Last week, my team and I presented an interesting topic for #me1033 at KTH. The topic was about tightening the loop between the free innovation paradigm and the producer innovation paradigm.

An important part of this presentation was the use of crowdsourcing to get a grip on the free labor of the household sector innovators. A clear defenition of crowdsourcing is:

“the act of outsourcing a task to a ‘crowd’, rather than to a designated ‘agent’… in the form of an open call” – (Afuah and Tucci 2012, 355; Howe 2006).

It is about reaching individuals in a crowd to ask them for their time and resources to contribute to your project.

However, many of you might think that crowdsourcing is a thing of the present. And it is true that nowadays with the internet crowdsourcing has become far more easy and a much wider public could be reached.

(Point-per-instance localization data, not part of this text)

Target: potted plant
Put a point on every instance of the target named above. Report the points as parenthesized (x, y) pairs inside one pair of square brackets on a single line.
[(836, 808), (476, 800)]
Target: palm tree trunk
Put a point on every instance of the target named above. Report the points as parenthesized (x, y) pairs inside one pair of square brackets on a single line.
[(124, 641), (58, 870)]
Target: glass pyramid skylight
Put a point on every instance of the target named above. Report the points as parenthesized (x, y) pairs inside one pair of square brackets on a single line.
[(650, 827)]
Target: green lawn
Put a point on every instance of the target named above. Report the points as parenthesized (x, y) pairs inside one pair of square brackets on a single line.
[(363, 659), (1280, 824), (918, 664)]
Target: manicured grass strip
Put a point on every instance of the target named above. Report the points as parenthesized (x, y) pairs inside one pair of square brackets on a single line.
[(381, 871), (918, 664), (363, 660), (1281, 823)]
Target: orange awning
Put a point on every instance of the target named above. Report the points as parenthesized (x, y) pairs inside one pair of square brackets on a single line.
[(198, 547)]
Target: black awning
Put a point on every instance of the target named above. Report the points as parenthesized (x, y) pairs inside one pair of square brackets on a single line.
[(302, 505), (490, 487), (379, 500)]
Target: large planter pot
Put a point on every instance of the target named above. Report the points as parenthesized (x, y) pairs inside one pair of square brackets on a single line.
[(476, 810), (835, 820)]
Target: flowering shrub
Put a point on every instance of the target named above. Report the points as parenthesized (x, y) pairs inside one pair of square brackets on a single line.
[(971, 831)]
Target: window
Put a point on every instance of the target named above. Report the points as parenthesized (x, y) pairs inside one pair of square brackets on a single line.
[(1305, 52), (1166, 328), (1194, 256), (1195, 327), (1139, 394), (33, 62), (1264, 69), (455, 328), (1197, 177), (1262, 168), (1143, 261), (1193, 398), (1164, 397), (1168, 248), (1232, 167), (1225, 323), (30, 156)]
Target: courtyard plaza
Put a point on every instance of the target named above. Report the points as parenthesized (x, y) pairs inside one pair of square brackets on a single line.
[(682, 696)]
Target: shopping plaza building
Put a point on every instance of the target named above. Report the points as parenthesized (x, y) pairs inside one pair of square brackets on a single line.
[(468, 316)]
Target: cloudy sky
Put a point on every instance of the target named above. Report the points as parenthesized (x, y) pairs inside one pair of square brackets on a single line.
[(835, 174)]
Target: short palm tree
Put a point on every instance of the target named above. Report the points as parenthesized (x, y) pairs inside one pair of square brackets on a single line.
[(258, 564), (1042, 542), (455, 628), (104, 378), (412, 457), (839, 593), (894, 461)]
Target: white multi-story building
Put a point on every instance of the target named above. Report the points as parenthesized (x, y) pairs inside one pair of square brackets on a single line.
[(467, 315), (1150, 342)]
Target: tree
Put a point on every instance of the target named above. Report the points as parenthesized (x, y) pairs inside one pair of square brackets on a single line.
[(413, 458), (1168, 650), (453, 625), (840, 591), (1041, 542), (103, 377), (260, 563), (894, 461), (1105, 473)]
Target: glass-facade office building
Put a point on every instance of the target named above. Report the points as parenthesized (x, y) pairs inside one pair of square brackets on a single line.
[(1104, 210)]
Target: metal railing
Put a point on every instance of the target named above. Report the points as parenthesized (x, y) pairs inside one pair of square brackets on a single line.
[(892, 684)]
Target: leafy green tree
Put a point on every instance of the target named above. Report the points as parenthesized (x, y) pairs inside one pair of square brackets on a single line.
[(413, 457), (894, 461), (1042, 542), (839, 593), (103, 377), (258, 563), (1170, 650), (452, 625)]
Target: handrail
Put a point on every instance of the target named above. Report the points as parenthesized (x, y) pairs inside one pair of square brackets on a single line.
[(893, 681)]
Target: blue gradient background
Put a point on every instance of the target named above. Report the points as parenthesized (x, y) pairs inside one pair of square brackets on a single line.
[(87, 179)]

Crowdfunding and Kickstarter are important platforms nowadays to get to the crowd and ask for help. It is an easy way to get your idea out, get feedback on it, create a community around it and hopefully get funded so that you can start your new venture.

But actually crowdsourcing has been a thing of all times. Serdar gave me a great example about this. I do not remember his exact words, but it was something in this sense: ” If the people in a village wanted to have a trainrail passing through it, they would gather people from the village and build this rail together. As this was their mutual interest where they could all add something and benefit from it, they would do this for free.”

So what I want you to take away from this is that the topics we discuss in this course might seem all quite new and from the last years, but that we are often actually dealing with topics that have existed over a long time, we are just using them in different ways nowadays.